Question

In the circuit shown in Fig.26.14, the capacitors are all initially uncharged, the connecting leads have no resistance, the battery has no appreciable internal resistance, and the switch S is originally open.

a) Just after closing the swtich S, what is the current in the 15.0 ohms resistor ?

here is the link to the circuit
http://session.masteringphysics.com/problemAsset/1072341/2/26.14.jpg

Answer 1

Hi! Can you imagine what will happen "just after closing the switch"?

Answer 2

when you clos the switch there is no current flow to 15 ohms resistor so it's 0 ???

Answer 3

@theEric

Answer 4

Thanks for @ ing me.
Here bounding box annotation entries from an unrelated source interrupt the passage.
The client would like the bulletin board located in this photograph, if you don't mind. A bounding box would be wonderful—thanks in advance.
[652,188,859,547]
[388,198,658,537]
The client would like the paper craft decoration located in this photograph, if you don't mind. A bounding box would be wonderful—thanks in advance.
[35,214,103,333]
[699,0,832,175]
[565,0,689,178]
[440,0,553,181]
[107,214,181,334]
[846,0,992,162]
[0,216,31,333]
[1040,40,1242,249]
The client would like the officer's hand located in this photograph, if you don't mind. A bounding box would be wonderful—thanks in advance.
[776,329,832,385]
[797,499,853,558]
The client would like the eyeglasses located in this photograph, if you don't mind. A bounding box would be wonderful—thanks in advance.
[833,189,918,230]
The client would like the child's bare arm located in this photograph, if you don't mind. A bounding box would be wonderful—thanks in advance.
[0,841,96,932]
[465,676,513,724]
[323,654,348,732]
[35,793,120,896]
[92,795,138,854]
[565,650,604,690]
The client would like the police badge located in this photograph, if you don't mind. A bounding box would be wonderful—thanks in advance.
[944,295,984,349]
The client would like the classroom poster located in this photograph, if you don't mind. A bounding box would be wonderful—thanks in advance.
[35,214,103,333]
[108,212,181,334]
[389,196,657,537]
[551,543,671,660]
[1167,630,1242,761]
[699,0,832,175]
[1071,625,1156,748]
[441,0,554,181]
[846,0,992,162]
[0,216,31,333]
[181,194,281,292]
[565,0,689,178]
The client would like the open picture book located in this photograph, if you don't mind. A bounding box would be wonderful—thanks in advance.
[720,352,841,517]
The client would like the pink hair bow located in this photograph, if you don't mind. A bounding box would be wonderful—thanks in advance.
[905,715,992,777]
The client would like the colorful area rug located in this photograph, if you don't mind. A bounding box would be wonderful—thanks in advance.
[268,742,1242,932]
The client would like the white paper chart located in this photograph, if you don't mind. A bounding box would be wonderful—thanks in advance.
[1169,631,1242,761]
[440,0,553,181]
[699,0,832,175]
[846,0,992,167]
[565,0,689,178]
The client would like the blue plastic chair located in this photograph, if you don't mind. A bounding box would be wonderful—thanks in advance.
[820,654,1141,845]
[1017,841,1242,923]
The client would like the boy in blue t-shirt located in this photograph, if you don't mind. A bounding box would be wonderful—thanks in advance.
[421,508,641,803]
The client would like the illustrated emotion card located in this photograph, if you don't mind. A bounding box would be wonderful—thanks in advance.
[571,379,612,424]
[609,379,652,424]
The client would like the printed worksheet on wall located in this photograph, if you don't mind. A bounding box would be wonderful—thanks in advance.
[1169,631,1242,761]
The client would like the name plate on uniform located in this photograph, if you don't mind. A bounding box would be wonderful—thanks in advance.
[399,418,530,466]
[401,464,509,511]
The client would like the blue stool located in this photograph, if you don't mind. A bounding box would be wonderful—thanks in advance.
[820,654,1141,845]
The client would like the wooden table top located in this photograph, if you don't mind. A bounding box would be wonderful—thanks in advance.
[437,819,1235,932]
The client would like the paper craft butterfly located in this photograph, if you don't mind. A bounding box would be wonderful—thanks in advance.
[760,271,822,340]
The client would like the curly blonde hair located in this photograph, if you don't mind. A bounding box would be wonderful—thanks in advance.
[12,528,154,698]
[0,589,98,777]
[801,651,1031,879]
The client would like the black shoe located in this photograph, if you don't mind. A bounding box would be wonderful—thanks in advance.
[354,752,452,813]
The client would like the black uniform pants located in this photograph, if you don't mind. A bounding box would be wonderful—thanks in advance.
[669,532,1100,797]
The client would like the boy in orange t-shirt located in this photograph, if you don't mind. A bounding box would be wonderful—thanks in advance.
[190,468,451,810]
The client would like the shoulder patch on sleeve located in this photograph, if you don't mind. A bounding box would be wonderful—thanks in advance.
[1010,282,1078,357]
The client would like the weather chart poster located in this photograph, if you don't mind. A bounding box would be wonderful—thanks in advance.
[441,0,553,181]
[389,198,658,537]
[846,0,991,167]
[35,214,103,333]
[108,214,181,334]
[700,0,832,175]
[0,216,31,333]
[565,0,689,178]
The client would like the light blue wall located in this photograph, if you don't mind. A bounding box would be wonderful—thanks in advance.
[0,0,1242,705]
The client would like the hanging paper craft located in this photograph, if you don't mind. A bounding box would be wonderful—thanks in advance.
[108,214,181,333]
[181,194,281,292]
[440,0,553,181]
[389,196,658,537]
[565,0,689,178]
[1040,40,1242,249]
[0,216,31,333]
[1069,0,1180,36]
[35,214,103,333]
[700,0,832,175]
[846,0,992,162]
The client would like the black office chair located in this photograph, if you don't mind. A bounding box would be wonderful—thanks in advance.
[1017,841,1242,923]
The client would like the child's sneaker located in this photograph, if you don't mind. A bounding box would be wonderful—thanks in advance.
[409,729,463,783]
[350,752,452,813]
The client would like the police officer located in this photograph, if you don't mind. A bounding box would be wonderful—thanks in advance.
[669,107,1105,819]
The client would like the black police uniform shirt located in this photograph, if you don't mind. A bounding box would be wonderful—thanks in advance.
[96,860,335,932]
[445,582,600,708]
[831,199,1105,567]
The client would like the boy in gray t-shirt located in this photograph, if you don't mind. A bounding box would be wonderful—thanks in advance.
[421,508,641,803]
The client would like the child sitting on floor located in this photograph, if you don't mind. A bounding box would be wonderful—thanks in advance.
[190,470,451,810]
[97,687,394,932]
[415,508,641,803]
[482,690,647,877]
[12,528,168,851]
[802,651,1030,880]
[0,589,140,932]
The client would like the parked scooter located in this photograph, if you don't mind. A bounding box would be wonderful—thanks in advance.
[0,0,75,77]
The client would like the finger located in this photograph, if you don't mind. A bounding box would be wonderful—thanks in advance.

I didn't see the notification because this problem was up in a different tab.

Actually, the capacitors are initially \(\rm{uncharged}\), so they don't oppose the flow of current at all. They just charge up. They only start to oppose the current when the charge builds up. A simplified capacitor example might help.

Answer 5

So, initially, this capacitor is uncharged.

Since the battery is connected, current will flow.

Answer 6

Electrons flow from the negative side of the battery. They are loose, and are drawn by more positive electrical potential. But they can't go across the capacitor. They are just attracted to the other side, and stay put there.

Answer 7

Eventually, so much charge accumulates that the electrons just aren't motivated to move anymore. The electrical potential is more negative now at the capacitor - just the same as the potential of the negative side of the battery.

Answer 8

So that's when you have problems. Initial, there is no charge, so no opposition to current.

So for your problem, treat the capacitors as creating no impedance.

Answer 9

ok thank you:)

Answer 10

You're welcome! :)